Smoke could later be seen billowing above the skyscrapers in downtown Tel Aviv, according to an AFP journalist. Israel’s firefighting service said its teams were responding to several “major” incidents, including efforts to rescue people trapped in a high-rise building.
“Firefighting crews are handling several major incidents, mainly in the Dan region” around Tel Aviv, a statement said, adding that “firefighters are working in a high-rise building to rescue trapped individuals and extinguish a fire, as well as responding to two additional destruction sites.”

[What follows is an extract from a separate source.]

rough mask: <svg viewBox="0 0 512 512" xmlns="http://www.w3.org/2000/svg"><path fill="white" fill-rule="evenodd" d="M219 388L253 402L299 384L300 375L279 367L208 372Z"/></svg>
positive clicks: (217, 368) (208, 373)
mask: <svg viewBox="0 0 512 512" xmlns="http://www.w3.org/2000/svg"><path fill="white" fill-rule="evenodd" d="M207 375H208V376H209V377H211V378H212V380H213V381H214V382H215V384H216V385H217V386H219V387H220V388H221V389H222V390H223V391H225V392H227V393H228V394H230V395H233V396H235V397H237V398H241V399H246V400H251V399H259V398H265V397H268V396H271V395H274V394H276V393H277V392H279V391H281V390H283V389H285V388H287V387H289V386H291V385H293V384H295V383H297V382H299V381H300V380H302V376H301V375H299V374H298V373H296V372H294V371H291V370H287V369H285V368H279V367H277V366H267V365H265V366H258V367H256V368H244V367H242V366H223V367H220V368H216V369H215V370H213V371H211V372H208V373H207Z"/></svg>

After Israel targeted military and nuclear sites across Iran, Tehran sent a fleet of drones, followed by two salvoes of missiles. “In both series, less than 100 missiles were fired, most of which were intercepted by air defence systems or did not reach them”, Israel’s military said in a statement.
“There are a limited number of hits on buildings, some from shrapnel from the interception”, a military spokesperson said. Israeli Prime Minister Benjamin Netanyahu said Israel struck at the “heart of Iran’s nuclear programme”, taking aim at scientists and the main uranium enrichment facility in Natanz.
International Atomic Energy Agency (IAEA) chief Rafael Grossi told the UN Security Council that Iran had reported that a key aboveground component of its uranium enrichment facility in Natanz was destroyed.
The US underlined that it was not involved in the Israeli action and warned Iran not to attack its interests, but Tehran said Washington would be “responsible for consequences”. Its envoy told UN that Washington was informed of the Israeli strikes “ahead of time, but was not militarily involved”.
Iran’s UN envoy said US was complicit “by aiding and enabling these crimes” and shared responsibility for the consequences”. Foreign Minister Abbas Araghchi rejected “calls for Iran to show restraint in the face of Israeli aggression”, according to a statement.
Iran’s atomic energy agency said there was limited damage to the Fordo nuclear site south of Tehran and another site. “The damage was limited to areas that did not cause any urban damage in the case of Fordo,” it said.
“In Isfahan, there were also attacks on several points, which were related to warehouses that caught fire,” said agency spokesman Behrouz Kamalvandi, adding that “the damage was not extensive and there is no cause for concern in terms of contamination”.